We cannot develop sustainably without basic research in science, the environment and economics

Elizabeth May

Madam Speaker, I thank my friend from Edmonton Strathcona for her tireless work on environment and climate issues.

I want to ask my colleague about the potential to find something positive in the bill.

I have been just appalled by the lack of advisory bodies for the Liberal government. Let me give a quick review. We used to have in Canada the Economic Council of Canada, which existed from 1963 until the 1990s. The Science Council of Canada existed from the 1960s until the early 1990s. The Canadian Environmental Advisory Council existed from the early 1970s to the early 1990s. All three were abolished in the early 1990s, because the government created the National Round Table on the Environment and the Economy. We were told that we did not need the Economic Council, the Science Council, or the Environmental Advisory Council anymore, because we had the National Round Table on the Environment and the Economy, which, in the spring of 2012, was killed in the Conservative omnibus budget bill, Bill C-38.

Nobody seems to be aware of the paucity of basic research and the combining of themes around sustainable development that we used to take for granted.

This is a pretty weak instrument we have in proposed subsection 8(1) of this legislation. We have a Sustainable Development Advisory Council, which I think has potential, but it has to be properly funded. The Liberal government needs to see the potential to replace all those bodies we used to have that gave us good advice.

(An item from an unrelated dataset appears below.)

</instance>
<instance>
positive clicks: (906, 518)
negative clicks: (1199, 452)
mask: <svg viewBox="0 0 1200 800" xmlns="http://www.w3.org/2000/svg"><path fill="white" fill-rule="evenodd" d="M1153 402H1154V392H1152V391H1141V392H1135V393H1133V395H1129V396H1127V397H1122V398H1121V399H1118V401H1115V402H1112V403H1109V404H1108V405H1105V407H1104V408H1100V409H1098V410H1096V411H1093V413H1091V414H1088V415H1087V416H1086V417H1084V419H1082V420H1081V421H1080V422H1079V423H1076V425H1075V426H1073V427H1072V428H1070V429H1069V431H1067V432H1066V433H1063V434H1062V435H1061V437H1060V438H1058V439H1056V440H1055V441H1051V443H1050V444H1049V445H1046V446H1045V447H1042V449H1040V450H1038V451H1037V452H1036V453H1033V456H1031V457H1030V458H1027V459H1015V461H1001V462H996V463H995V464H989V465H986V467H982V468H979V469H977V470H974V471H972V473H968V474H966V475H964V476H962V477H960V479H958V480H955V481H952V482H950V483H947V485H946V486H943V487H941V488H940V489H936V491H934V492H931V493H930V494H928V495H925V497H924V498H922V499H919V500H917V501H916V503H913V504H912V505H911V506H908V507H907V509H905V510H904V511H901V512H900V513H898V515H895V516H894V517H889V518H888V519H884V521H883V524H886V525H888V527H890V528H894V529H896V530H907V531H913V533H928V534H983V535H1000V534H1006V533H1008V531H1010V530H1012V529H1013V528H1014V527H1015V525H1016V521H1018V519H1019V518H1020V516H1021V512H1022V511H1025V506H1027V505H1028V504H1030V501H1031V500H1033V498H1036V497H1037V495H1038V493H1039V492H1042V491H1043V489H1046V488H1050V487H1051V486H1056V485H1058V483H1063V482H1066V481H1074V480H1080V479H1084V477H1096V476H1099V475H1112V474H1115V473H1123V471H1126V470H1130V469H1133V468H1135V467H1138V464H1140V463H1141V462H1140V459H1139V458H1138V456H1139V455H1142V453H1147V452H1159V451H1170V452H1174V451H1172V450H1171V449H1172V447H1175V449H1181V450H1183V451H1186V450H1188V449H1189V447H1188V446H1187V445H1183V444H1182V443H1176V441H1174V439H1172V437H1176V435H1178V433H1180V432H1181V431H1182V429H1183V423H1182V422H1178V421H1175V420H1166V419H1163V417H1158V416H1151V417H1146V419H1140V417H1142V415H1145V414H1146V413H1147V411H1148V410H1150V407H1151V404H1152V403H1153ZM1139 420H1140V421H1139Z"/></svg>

I wonder if my friend from Edmonton Strathcona thinks that is something we should push ahead with in Bill C-57.

Linda Duncan Member for Edmonton Stratcona

Madam Speaker, what my colleague did not mention is that the Conservative government also got rid of the Law Reform Commission. I was advising it on environmental laws at the time the government struck it off, too. It would be nice to bring back all of those entities.

It is a vacuous opportunity to advise on a bill that is not a strong bill. It would be important that UNDRIP, the right to a clean, healthy environment, and the right to environmental justice be principles in the legislation and that UNDRIP be made binding. Those who sit on the advisory council could then hold the government’s feet to the fire on the fact that it was not delivering on those binding obligations.